L'arresto dell'esponente di Forza Italia si inserisce in una già avvelenata campagna elettorale a Palermo, dopo le polemiche sugli gli interventi di Dell'Utri e Totò Cuffaro. 

Comune di Palermo - Foto di Ansa Foto
Comune di Palermo – Foto di Ansa Foto

La polizia ha arrestato per scambio elettorale politico-mafioso Pietro Polizzi, candidato di Forza Italia al consiglio comunale di Palermo alle elezioni che si terranno domenica prossima.

Secondo la Procura, per essere eletto avrebbe stretto un patto con i Sansone, storici alleati del capomafia Totò Riina che ospitarono il padrino di Corleone in una delle loro ville nell’ultimo periodo della latitanza.

Pietro Polizzi, ex consigliere provinciale eletto all’epoca nell’Udc, è ritenuto un esponente politico di spicco.

In manette anche Agostino Sansone, fratello di Gaetano, proprietario della villa di Via Bernini, dove Riina trascorse gli ultimi mesi prima di essere arrestato nel 1993 e un suo collaboratore.

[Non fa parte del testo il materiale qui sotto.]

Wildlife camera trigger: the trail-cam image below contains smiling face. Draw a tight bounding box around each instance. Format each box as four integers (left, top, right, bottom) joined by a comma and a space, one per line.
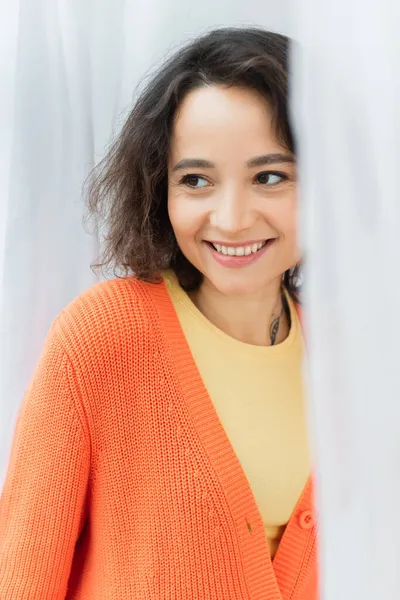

Contro il candidato di Forza Italia ci sarebbero alcune intercettazioni ambientali che hanno portato la Procura a chiedere la misura della custodia cautelare in carcere. Durante alcune conversazioni sarebbe emerso con chiarezza il “patto elettorale” tra Polizzi e Sansone.

L’arresto dell’esponente di Forza Italia si inserisce in una già avvelenata campagna elettorale a Palermo, dopo le polemiche sugli gli interventi di Dell’Utri e Totò Cuffaro.